Monday, August 31, 2015
Book Review: Dirty Old London
Lee Jackson is apparently a well-known Victorianist (ah, so that is what I should call myself) and author of a book which sounds similar to a small guidebook I created for my Wheaton professor to use with his travelling students, called Walking Dickens' London. I'd be interested to locate the master copy of my old walking guide and compare it with Jackson's version. Alas, I haven't seen it in years and it might take me forever to locate it among my old papers.
Jackson has written an interesting treatise on filth in Victorian London in this book entitled Dirty Old London. I thoroughly enjoyed this little jaunt into a world I used to love to immerse myself in. The author skillfully weaves the findings of his research into a readable narrative about the problems of dirt, soot, and mud. Many passages were so appalling I had to mention them to family members. The problem of sewers, the challenges of dealing with mounting dead bodies, and the difficulties of public urination (before public facilities entered the picture) all swept me into vivid images of the London I used to think about often. I cannot imagine having the job of entering houses to remove waste in the dead of night or the horrific nightmares of young chimney sweeps. The plight of the poor captured my imagination thoroughly while reading this book. It must have sparked interest in my husband as well, because I found him perusing the book one night while I was attempting to complete my book club book.
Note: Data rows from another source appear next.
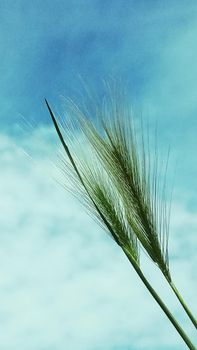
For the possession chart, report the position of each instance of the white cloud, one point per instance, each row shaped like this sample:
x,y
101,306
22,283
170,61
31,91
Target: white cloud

Various chapters cover all sorts of difficulties encountered: "The Golden Dustman," "Night Soil," "Vile Bodies," "The Public Convenience," and "The Veil of Soot," to mention a few. Illustrations are offered up (many of them cartoons from Punch) in two sections of the middle. Moreover the bibliography covers a full fourteen pages.
Now, I'm off to explore Lee Jackson's website and to see if any of the libraries I use carry a copy of his Walking Dickens' London. I won't get to the second book on Victorian London (which combines my love of London and Dickens) for a little while because I have a book or two due in the coming days without the possibility of renewal. If I do find the walking guide I wrote back in college, maybe I'll also locate the fascinating paper I wrote in graduate school highlighting several well-known Victorian murder cases. Those were some interesting days of research back in the stacks of the University of Illinois' library.